Another approach is inertial confinement, where lasers or particle beams are used to compress tiny deuterium-tritium capsules to extremely high densities, causing the particles to fuse before they have time to expand. A notable example of this approach is the National Ignition Facility (NIF) in the United States, which has achieved important milestones in inertial fusion research.
Scientific containment strategies
There are two main techniques for attempting to achieve controlled nuclear fusion: magnetic confinement and inertial confinement.
Magnetic confinement: This method is based on using powerful magnetic fields to contain the hot plasma. In a reactor tokamakFor example, toroid-shaped magnets are responsible for keeping the plasma away from the reactor walls, allowing the fusion process to occur without the plasma cooling too quickly.
One of the biggest challenges with this technique is that only a fraction of the particles in the plasma manage to fuse. For fusion to be economically viable, more than 50% plasma efficiency must be achieved, known as Lawson criterionAlthough the Sun uses gravitational confinement due to its enormous mass, on Earth we cannot replicate those pressures, so we need to reach much higher temperatures.
Inertial confinement: Instead of containing the plasma with magnetic fields, inertial confinement proposes using lasers or particle beams to compress capsules of deuterium and tritium. The idea is that by compressing these capsules to extremely high densities and then rapidly heating them, fusion will be triggered before the particles can move too far.
Both approaches have their advantages and disadvantages, and scientists are still investigating which approach will enable the commercial viability of fusion reactors.
When will it be commercially viable?
Despite the advances made in recent decades, nuclear fusion is still a few decades away from being commercially viable. It is estimated that it could be possible to see the first commercial nuclear fusion reactors around 2050, although this date depends largely on technological advances and continued research funding.
However, one of the most promising projects is the ITER (International Thermonuclear Experimental Reactor), an international effort that aims to demonstrate the technical and scientific feasibility of nuclear fusion through magnetic confinement. If successful, ITER tests are expected to pave the way for the creation of commercial fusion-based reactors.
Another significant advance has been the development of high temperature superconductors for magnets used in fusion reactors. MIT researchers have developed a superconducting magnet that generates magnetic fields much more powerful than traditional magnets, while consuming much less energy.
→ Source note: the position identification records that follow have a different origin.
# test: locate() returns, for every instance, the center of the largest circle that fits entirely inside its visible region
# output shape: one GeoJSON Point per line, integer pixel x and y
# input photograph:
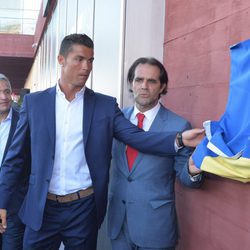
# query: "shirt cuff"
{"type": "Point", "coordinates": [176, 147]}
{"type": "Point", "coordinates": [195, 178]}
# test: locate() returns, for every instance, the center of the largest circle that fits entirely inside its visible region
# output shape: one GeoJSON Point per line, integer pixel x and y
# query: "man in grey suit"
{"type": "Point", "coordinates": [141, 211]}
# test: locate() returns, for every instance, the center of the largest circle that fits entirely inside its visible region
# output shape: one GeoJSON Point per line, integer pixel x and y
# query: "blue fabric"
{"type": "Point", "coordinates": [13, 237]}
{"type": "Point", "coordinates": [73, 223]}
{"type": "Point", "coordinates": [230, 135]}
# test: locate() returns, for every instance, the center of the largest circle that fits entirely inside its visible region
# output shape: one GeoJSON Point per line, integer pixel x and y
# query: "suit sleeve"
{"type": "Point", "coordinates": [181, 165]}
{"type": "Point", "coordinates": [161, 143]}
{"type": "Point", "coordinates": [14, 164]}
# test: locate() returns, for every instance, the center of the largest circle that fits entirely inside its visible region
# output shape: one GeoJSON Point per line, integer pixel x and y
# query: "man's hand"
{"type": "Point", "coordinates": [3, 224]}
{"type": "Point", "coordinates": [192, 169]}
{"type": "Point", "coordinates": [192, 137]}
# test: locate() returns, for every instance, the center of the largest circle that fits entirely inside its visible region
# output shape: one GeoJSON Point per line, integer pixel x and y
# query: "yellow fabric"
{"type": "Point", "coordinates": [236, 169]}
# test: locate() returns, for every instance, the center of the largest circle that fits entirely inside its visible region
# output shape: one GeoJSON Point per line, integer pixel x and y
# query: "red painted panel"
{"type": "Point", "coordinates": [196, 54]}
{"type": "Point", "coordinates": [16, 45]}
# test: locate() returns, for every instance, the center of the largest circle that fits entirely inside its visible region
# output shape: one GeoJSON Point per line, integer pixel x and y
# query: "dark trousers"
{"type": "Point", "coordinates": [73, 223]}
{"type": "Point", "coordinates": [12, 239]}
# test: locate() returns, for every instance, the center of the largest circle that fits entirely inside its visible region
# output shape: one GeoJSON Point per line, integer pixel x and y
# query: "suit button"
{"type": "Point", "coordinates": [130, 179]}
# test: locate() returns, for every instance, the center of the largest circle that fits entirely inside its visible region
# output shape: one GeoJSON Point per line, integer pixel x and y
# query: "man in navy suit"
{"type": "Point", "coordinates": [68, 131]}
{"type": "Point", "coordinates": [141, 211]}
{"type": "Point", "coordinates": [13, 237]}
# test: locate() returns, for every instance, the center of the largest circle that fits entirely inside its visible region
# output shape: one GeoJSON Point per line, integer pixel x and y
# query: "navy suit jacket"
{"type": "Point", "coordinates": [35, 136]}
{"type": "Point", "coordinates": [21, 187]}
{"type": "Point", "coordinates": [145, 195]}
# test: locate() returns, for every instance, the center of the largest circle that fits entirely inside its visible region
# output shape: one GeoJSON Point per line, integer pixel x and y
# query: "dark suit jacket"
{"type": "Point", "coordinates": [35, 136]}
{"type": "Point", "coordinates": [21, 186]}
{"type": "Point", "coordinates": [145, 195]}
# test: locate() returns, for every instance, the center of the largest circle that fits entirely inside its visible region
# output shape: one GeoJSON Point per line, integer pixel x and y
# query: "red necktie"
{"type": "Point", "coordinates": [131, 152]}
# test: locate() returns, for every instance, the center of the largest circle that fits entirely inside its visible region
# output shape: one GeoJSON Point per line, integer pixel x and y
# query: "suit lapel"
{"type": "Point", "coordinates": [124, 167]}
{"type": "Point", "coordinates": [158, 124]}
{"type": "Point", "coordinates": [88, 111]}
{"type": "Point", "coordinates": [51, 115]}
{"type": "Point", "coordinates": [160, 120]}
{"type": "Point", "coordinates": [14, 120]}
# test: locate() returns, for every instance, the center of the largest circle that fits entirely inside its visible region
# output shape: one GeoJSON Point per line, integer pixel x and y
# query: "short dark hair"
{"type": "Point", "coordinates": [70, 40]}
{"type": "Point", "coordinates": [5, 78]}
{"type": "Point", "coordinates": [151, 61]}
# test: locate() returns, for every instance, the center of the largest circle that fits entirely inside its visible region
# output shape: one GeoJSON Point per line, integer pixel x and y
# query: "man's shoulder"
{"type": "Point", "coordinates": [103, 96]}
{"type": "Point", "coordinates": [174, 116]}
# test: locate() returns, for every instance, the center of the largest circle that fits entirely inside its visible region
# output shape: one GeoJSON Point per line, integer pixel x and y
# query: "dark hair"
{"type": "Point", "coordinates": [5, 78]}
{"type": "Point", "coordinates": [151, 61]}
{"type": "Point", "coordinates": [70, 40]}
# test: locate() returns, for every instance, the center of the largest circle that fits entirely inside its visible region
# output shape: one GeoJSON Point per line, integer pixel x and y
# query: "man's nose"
{"type": "Point", "coordinates": [144, 84]}
{"type": "Point", "coordinates": [86, 65]}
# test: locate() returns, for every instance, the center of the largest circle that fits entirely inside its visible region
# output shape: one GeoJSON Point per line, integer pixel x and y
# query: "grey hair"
{"type": "Point", "coordinates": [5, 78]}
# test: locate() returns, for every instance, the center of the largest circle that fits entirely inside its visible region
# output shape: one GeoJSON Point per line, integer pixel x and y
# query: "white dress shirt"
{"type": "Point", "coordinates": [70, 170]}
{"type": "Point", "coordinates": [4, 133]}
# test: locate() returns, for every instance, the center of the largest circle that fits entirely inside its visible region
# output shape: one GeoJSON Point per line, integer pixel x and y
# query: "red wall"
{"type": "Point", "coordinates": [196, 54]}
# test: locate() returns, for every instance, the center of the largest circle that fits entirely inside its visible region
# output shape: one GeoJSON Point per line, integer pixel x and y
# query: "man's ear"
{"type": "Point", "coordinates": [61, 60]}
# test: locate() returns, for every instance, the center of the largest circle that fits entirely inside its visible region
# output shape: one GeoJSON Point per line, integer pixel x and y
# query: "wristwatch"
{"type": "Point", "coordinates": [179, 140]}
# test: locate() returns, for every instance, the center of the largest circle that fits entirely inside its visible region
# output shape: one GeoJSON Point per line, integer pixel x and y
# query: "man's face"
{"type": "Point", "coordinates": [77, 65]}
{"type": "Point", "coordinates": [5, 97]}
{"type": "Point", "coordinates": [147, 86]}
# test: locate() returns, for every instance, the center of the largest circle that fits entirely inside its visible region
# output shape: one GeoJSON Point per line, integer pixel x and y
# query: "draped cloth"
{"type": "Point", "coordinates": [225, 151]}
According to the studies, this technology could reduce the cost of fusion reactors by a factor of 40, making commercial fusion not only viable, but potentially cost-competitive.
Making fusion a reality requires not only scientific breakthroughs but also broader international collaboration and political and financial commitment to support long-term research. Fusion has the potential to be a clean, safe and virtually unlimited source of energy, but it requires sustained investment and coordinated effort at a global level.
Nuclear fusion holds immense energy promise that would address many of the problems facing our civilization in terms of sustainability and energy security. However, the scientific, technical and logistical challenges facing this technology are enormous. As research progresses, it is hoped that in the coming decades, fusion could finally move from the laboratory to become part of the world's energy supply.